Printing Bestiary Images


Technology

Grand Lodge

I want to print out images from the Bestiary to show my players what they are encountering during the game. I have used copy/paste into a word document, but it fills in the background of the image with black. I do not want to purchase any expensive software to do this for me. Any advice how to extract the image with a blank or white background that is suitable for printing?


I use GIMP (link) all the time. It's free and you can do a lot of things with it :).

I have done that sometimes (new players, didn't want to carry Bestiary 1-2 around). Depending on the quality you want, you can get something useful in a few seconds.

Scarab Sages

I used GIMP 2 weeks ago, to extract the picture of the Belker.

I imported it into GIMP, but it didn't get imported as layers, like I expected.
I turned the border transparent (a fiddly job, given the wispy nature of the creature), then saved it as a jpeg. This did the job the OP was asking for, to act as a handout.

Unfortunately, when trying to import it into the Gnome Stew Standee template, it showed the black background, where the transparency showed through. Any ideas?


Snorter wrote:

I used GIMP 2 weeks ago, to extract the picture of the Belker.

I imported it into GIMP, but it didn't get imported as layers, like I expected.
I turned the border transparent (a fiddly job, given the wispy nature of the creature), then saved it as a jpeg. This did the job the OP was asking for, to act as a handout.

Unfortunately, when trying to import it into the Gnome Stew Standee template, it showed the black background, where the transparency showed through. Any ideas?

Humm... maybe you didn't add the Alpha channel on the imported layer? It's the only thing I can think of :/.

Sczarni

TwilightKnight wrote:
I want to print out images from the Bestiary to show my players what they are encountering during the game. I have used copy/paste into a word document, but it fills in the background of the image with black. I do not want to purchase any expensive software to do this for me.
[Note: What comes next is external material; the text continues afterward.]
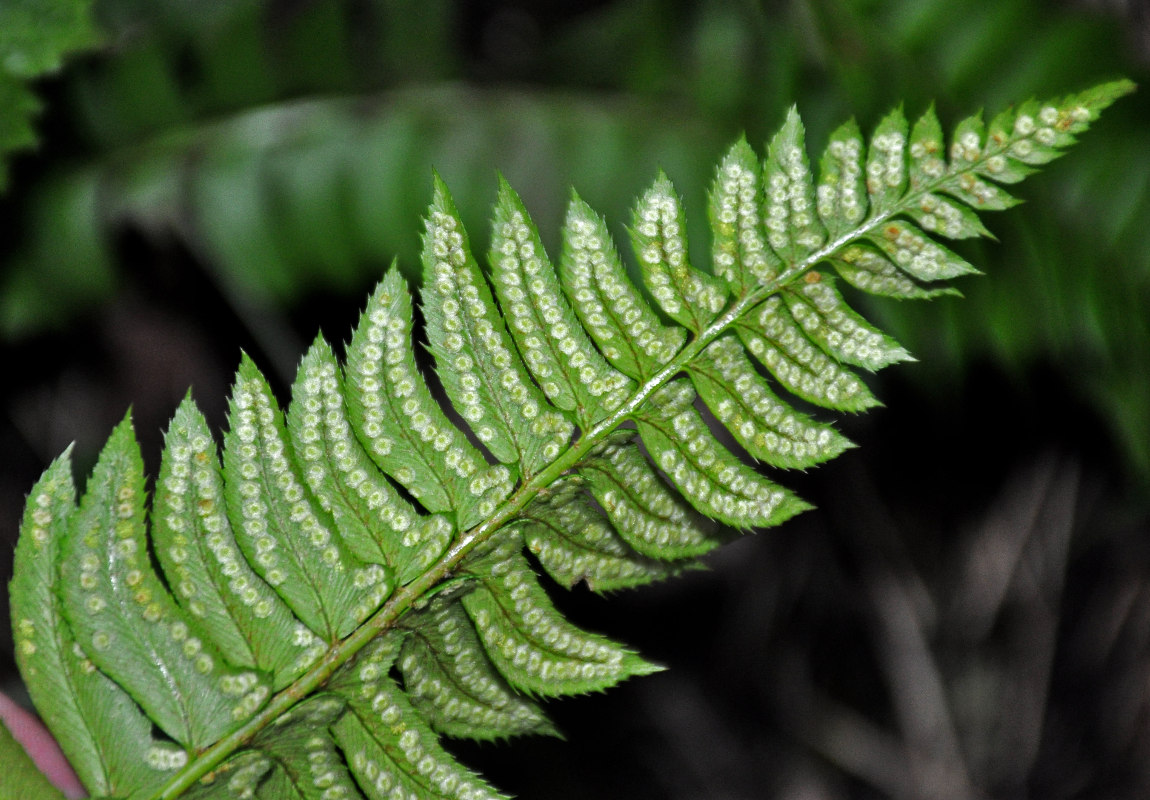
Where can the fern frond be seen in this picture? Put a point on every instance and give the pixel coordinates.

Any advice how to extract the image with a blank or white background that is suitable for printing?

In my profile is a link to a free PDF image extracter... you tell it what pages, and it makes a folder of all the images as jpegs. No black background

RPG Superstar 2015 Top 8

Maybe they'll put some of the images into a community use package someday.

For the time being, I know it's not the BESTIARY art, but WotC put the 3.x Monster Manual art into free use. You can find it easily at the d20 SRD Monsters Index. When you click on a monster, the entry has an "eye" icon next to the monster's name. When you click on that "eye," you get a picture of the monster. Of course, this doesn't help for monsters unique to the Bestiary, but it's something.


Mild Derail

Just a crazy old coot's copyright warning. Liberating anything from your pdf's exposes you a bit. I know personal use and generating something for your players to see on game-day is a generally acceptable gray area....just be careful when treading those waters.

"You kids git awf maw lawn"

/Mild Derail

Paizo Employee Chief Technical Officer

TwilightKnight wrote:
I want to print out images from the Bestiary to show my players what they are encountering during the game. I have used copy/paste into a word document, but it fills in the background of the image with black. I do not want to purchase any expensive software to do this for me. Any advice how to extract the image with a blank or white background that is suitable for printing?

The part you're seeing as black is what's called an "alpha channel," which is used (among other things) for transparency. When you go from software or file formats that use alpha channels and transparency to software or file formats that don't, something along the way will decide how to convert it (depending on your configuration, it's probably either the OS itself or the application you're pasting into).

So you have a couple of choices.

First, you could try to find some software that lets you control how that transition is handled. That probably means some kind of image editing software.

Second, you could try to paste the image into a different application—ideally one that understands alpha channels and transparency, or at least one that defaults to white instead of black.

For specific advice, I can only tell you what I use; Graphic Converter for OS X. It has a function called "Flatten Alpha Channel," which sets the background to whatever color you have currently selected as the background color in your toolbox and then permanently renders the image against that color.